# HuggingFace Transformers

This is a best Practices for Accelerating Training with HuggingFace Transformers. TorchAcc supports acceleration of native HuggingFace Transformers. For users using the HF `Trainer` interface, it is very convenient to accelerate Transformers model training through TorchAcc.

The following will use the `run_clm.py` example script from the Transformers library to train `Llama3-8B` tasks as examples, demonstrating how to use `TorchAcc` to accelerate Transformers training.
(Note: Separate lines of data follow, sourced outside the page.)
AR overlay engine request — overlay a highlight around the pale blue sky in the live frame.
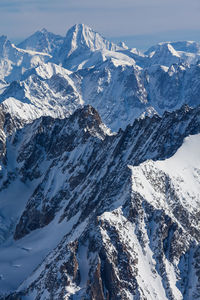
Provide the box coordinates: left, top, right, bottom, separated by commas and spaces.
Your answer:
0, 0, 200, 48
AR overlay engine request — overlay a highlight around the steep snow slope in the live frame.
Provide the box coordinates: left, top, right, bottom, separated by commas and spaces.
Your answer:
0, 24, 200, 131
0, 36, 50, 82
145, 41, 200, 66
0, 106, 200, 299
17, 28, 64, 55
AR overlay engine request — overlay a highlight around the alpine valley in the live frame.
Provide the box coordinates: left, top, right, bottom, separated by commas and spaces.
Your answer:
0, 24, 200, 300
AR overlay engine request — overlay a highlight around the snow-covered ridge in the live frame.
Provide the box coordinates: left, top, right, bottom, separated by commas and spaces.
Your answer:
0, 24, 200, 131
0, 106, 200, 300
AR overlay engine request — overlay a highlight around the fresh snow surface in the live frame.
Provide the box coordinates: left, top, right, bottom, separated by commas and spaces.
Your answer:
0, 207, 82, 294
131, 134, 200, 212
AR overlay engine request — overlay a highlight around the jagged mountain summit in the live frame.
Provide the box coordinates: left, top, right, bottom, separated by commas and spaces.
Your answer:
0, 106, 200, 300
0, 24, 200, 131
0, 24, 200, 300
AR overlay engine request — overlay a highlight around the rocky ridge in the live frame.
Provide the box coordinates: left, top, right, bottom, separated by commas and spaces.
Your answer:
0, 106, 200, 299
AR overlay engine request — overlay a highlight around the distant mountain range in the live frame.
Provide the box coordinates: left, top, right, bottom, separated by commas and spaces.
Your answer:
0, 24, 200, 300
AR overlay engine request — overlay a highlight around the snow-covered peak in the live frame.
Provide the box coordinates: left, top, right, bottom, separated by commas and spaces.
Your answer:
149, 43, 181, 66
66, 24, 122, 54
18, 28, 64, 54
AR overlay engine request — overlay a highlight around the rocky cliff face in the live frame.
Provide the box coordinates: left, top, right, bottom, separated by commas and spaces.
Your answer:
0, 106, 200, 299
0, 24, 200, 300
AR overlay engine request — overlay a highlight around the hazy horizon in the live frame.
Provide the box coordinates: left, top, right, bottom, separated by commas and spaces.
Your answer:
0, 0, 200, 49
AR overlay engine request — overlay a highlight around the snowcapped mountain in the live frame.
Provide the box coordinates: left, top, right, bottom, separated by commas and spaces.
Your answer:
17, 28, 64, 55
0, 24, 200, 300
0, 106, 200, 299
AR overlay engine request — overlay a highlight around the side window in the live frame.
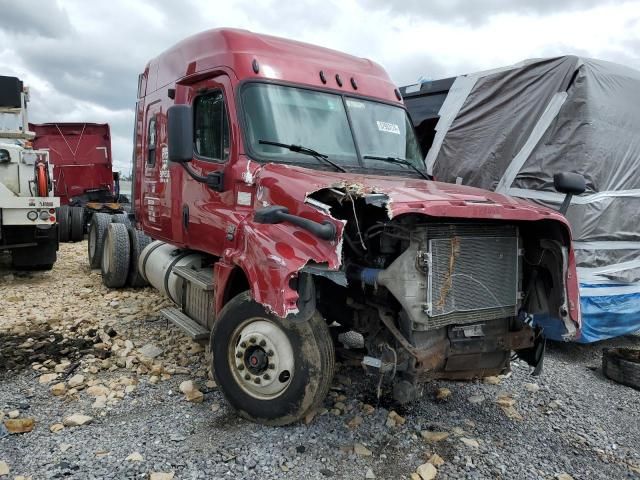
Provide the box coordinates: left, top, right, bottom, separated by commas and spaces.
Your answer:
194, 91, 229, 161
147, 115, 157, 167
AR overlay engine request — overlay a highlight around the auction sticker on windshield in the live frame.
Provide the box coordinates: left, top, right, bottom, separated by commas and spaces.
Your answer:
376, 120, 400, 135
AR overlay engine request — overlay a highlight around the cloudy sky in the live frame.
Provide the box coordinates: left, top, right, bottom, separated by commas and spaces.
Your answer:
0, 0, 640, 172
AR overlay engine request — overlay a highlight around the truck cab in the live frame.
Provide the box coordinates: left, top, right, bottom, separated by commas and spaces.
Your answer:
0, 76, 60, 270
132, 29, 580, 425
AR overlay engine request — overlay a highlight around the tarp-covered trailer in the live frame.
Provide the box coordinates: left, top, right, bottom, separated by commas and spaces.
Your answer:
29, 122, 123, 241
401, 56, 640, 342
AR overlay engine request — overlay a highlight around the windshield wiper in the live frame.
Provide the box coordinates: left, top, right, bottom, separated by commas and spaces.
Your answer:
258, 140, 346, 173
362, 155, 431, 180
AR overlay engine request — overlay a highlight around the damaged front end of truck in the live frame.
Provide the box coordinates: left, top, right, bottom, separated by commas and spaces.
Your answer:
229, 164, 580, 402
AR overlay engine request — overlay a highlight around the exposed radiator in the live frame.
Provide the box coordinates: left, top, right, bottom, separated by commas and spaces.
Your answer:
426, 224, 520, 329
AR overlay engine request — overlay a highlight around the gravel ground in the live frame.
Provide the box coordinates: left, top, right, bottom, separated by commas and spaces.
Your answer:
0, 242, 640, 480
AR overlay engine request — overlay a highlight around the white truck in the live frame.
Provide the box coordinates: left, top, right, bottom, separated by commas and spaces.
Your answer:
0, 76, 60, 270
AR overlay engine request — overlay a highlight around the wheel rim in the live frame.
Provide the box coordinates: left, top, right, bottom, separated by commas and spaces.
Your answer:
102, 231, 111, 273
228, 317, 294, 400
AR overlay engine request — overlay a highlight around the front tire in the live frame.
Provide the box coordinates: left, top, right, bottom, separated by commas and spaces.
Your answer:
210, 291, 335, 425
101, 223, 131, 288
56, 205, 71, 243
87, 212, 111, 268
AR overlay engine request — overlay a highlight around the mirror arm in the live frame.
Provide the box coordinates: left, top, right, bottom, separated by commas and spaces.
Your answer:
558, 193, 573, 215
180, 163, 207, 183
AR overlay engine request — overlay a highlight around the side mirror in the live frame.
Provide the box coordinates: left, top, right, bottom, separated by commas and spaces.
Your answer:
253, 205, 289, 223
553, 172, 587, 215
167, 105, 193, 163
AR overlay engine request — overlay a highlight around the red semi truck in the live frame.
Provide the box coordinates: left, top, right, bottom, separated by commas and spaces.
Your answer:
29, 122, 123, 242
94, 29, 581, 425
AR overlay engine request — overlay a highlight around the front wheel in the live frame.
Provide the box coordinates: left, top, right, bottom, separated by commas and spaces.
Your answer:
210, 292, 335, 425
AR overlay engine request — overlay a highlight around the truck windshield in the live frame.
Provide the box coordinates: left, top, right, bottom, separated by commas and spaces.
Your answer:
242, 83, 424, 175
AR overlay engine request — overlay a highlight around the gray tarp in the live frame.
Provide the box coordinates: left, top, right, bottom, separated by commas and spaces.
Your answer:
427, 56, 640, 282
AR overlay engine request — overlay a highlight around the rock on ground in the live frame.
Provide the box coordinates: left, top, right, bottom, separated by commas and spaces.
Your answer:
0, 246, 640, 480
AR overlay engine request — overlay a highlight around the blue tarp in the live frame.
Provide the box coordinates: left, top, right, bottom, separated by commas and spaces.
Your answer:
534, 283, 640, 343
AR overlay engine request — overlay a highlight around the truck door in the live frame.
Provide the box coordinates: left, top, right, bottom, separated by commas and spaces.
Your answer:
182, 76, 234, 256
141, 101, 175, 241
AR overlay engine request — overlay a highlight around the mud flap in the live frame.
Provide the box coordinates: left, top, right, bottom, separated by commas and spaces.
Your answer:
517, 332, 547, 377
We will also compare the methods of training Transformers models using `native PyTorch` and `DeepSpeed` with the `run_clm.py` script.


## Environment Preparation

### Start a container

Refer to the `"install"` section to obtain the latest image:

```bash
sudo docker run --gpus all --net host --ipc host --shm-size 10G -it --rm --cap-add=SYS_PTRACE registry.cn-wulanchabu.aliyuncs.com/pai-dlc/acc:r2.3.0-cuda12.1.0-py3.10-nightly bash
```

### Environment Configuration

Since we are running the `run_clm.py` script built into Transformers, it requires source code installation of the Transformers library:

```bash
# Uninstall Transformers already installed in the image
pip uninstall transformers -y

# Clone and install Transformers
git clone https://github.com/huggingface/transformers.git
cd transformers
pip install -e .

# Install related dependencies
pip install evaluate scikit-learn

# If DeepSpeed training is needed
pip install deepspeed
```

### Preparation

> If your network cannot access HuggingFace, please refer to the following instructions to manually download the model. Otherwise, you can skip the `Model Preparation` and `Dataset Preparation` sections.

#### Model Preparation

You can download the `Meta-Llama-3-8B` model from the model repositories of `HuggingFace` or `ModelScope`. Here's an example using `ModelScope`, with the model repository link: [https://modelscope.cn/models/LLM-Research/Meta-Llama-3-8B](https://modelscope.cn/models/LLM-Research/Meta-Llama-3-8B/files).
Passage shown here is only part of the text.